Os artistas de quadrinhos também podem empregar elementos visuais como as imagens do Black Arts Movement, ou figuras da mitologia iorubá e ibo, de maneiras que não são possíveis para os escritores de prosa.

“O afrofuturismo está constantemente se movimentando entre o futuro e o passado, mesmo nas referências visuais que os artistas usam”, disse Womack.

“After the Rain” marca o lançamento da Megascope, uma linha de livros da editora Abrams “dedicada a destacar trabalhos especulativos escritos por pessoas não brancas e destinados a leitores não brancos”. O conselho consultivo do selo editorial inclui o acadêmico e escritor Henry Louis Gates Jr.

“O afrofuturismo é só uma maneira de resumir o conceito”, disse Jennings, fundador e curador da Megascope. “Na verdade, se trata de ficção especulativa negra. Mas o termo é longo demais. Só não quero que as pessoas pensem que a Megascope é apenas afrofuturista. Vamos lançar livros de terror, ficção policial, ficção histórica”.

Okorafor, autora do primeiro título a ser lançado pelo selo editorial, “After the Rain”, classifica sua obra como “Africanfuturism”, termo que ela cunhou para descrever uma subcategoria de ficção científica parecida com o afrofuturismo mas mais profundamente enraizada na cultura e na história dos americanos de origem africana. “Nnedi é uma autora muito quente no momento”, disse Jennings, “e por isso achei que seria uma ótima maneira de lançar a série”.

Em abril, a Megascope publicará “Hardears”, uma história de fantasia e aventura que se passa na ilha Jouvert, uma versão de Barbados povoada por criaturas míticas —os gigantescos “moongazers” e os “soucouyants”, que mudam de forma— extraídas do folclore caribenho. “Black Star”, uma história de gato e rato sobre dois astronautas naufragados em um planeta desolado, sai em maio.

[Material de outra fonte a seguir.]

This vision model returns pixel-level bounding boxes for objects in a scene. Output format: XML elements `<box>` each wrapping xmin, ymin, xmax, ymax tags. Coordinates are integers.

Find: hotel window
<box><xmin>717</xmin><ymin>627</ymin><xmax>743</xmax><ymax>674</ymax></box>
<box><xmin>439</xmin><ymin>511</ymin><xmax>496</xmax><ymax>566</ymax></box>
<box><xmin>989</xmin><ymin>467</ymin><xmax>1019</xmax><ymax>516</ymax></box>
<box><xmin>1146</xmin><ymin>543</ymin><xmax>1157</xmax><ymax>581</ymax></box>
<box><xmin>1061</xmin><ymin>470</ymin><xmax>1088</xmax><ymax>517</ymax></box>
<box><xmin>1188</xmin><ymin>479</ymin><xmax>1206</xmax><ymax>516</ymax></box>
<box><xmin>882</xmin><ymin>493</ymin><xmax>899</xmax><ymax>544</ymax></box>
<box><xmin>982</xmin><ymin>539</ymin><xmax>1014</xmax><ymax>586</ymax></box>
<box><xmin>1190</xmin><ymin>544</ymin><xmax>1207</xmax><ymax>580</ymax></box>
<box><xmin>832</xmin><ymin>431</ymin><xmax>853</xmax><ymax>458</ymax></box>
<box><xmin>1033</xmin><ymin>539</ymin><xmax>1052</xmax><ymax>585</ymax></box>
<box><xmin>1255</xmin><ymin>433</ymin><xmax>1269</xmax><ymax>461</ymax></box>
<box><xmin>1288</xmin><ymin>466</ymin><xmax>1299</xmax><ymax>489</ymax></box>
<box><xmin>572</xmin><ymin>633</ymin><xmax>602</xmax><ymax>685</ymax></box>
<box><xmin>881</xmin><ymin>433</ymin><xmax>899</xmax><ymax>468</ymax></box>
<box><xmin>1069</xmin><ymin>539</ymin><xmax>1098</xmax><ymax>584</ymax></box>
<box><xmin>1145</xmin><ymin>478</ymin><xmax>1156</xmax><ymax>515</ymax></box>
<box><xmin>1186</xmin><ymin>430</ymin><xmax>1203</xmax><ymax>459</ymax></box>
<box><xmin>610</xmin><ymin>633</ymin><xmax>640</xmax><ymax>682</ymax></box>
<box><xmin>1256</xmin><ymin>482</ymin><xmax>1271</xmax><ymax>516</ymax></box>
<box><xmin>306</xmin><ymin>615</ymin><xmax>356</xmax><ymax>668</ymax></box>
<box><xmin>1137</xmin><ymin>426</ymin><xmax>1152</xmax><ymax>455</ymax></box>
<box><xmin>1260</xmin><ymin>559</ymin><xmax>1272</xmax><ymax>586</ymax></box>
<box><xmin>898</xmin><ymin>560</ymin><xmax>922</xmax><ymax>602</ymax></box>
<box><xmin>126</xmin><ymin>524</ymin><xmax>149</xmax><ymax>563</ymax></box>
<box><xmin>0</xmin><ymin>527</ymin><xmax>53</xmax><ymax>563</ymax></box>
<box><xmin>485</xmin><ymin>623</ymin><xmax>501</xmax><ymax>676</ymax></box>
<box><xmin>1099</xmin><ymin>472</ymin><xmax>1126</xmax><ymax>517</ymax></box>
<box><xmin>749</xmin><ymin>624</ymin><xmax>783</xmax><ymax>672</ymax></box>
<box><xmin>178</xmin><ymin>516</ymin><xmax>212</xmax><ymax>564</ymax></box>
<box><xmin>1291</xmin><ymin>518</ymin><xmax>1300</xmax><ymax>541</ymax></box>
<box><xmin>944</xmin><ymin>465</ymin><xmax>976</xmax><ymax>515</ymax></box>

Professor de mídia e estudos culturais na Universidade da Califórnia em Riverside, Jennings dedicou boa parte de sua carreira ao afrofuturismo, escrevendo trabalhos acadêmicos a respeito do movimento e conduzindo mesas redondas de debate sobre quadrinhos afrofuturistas.

Ele trabalhou com o artista Stacey Robinson, formando a dupla “Black Kirby”, para reimaginar o trabalho de Jack Kirby, um artista da Marvel, do ponto de vista negro —produzindo, por exemplo, “The Unkillable Buck”, baseado no “Incrível Hulk”.

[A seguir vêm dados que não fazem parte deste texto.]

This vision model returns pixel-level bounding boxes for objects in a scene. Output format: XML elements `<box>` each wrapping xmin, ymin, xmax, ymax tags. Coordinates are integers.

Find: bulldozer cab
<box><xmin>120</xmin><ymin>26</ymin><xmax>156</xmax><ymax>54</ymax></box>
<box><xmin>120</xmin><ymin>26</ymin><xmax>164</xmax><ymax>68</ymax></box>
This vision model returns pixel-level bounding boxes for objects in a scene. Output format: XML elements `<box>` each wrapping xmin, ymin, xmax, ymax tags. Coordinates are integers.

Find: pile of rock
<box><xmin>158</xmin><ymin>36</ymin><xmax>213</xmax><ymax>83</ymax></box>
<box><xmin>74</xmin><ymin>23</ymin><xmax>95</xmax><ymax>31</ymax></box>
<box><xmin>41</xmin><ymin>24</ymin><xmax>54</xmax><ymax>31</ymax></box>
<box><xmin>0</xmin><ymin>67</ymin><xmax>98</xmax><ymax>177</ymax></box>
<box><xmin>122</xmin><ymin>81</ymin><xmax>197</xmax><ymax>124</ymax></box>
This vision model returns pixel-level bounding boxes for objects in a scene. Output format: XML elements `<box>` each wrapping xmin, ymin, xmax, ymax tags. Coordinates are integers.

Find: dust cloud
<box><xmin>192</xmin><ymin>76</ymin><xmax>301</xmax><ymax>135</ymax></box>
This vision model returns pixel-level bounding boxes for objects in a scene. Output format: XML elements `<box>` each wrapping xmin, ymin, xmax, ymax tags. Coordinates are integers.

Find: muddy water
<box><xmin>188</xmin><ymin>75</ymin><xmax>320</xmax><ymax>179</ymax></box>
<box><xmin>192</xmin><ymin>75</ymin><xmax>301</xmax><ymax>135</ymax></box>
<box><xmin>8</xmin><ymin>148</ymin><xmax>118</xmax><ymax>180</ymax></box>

Para Jennings, o reverendo Martin Luther King era afrofuturista. “O topo da montanha sobre o qual ele falou não existe neste universo”, disse Jennings. “É uma construção imaginária do que o futuro poderia ser”.

Para “Infinitum”, lançado pela Amistad, uma divisão da editora HarperCollins, Fielder criou Aja Oba, um poderoso rei africano que sofre a maldição de viver para sempre.

Oba viaja da África para os Estados Unidos e outros lugares, testemunhando a travessia dos Alpes pelo exército de Aníbal, a ascensão da escravatura nos Estados Unidos, o movimento dos direitos civis e (alerta de spoiler) a morte de nosso sistema solar.

“Infinitum” tem uma qualidade distintamente cinematográfica —as influências de Fielder incluem Ralph McQuarrie, artista gráfico dos filmes “Star Wars”— e as referências e influências compartilhadas entre quadrinhos e filmes devem continuar.

Depois que Coates reiniciar (e encerrar ao fim de três edições) a sua história sobre o Pantera Negra, a Marvel Studios deve lançar “Black Panther 2”, enquanto os produtores da Disney estão trabalhando com a editora de quadrinhos Kugali em “Iwaju”, uma série de animação que se passa em uma versão futurista da metrópole nigeriana, Lagos.

Talvez mais do que qualquer outra coisa, os quadrinhos afrofuturistas sejam uma forma de reivindicar inclusão racial em uma multiplicidade de futuros.

“E não é porque as histórias tratam de temas negros que elas se destinam apenas ao público negro”, disse Jennings. “Eu adoro o Demolidor, mas a Marvel jamais diria que as histórias dele são só para os americanos brancos e pobres, descendentes de irlandeses. Essas histórias são para todo mundo.”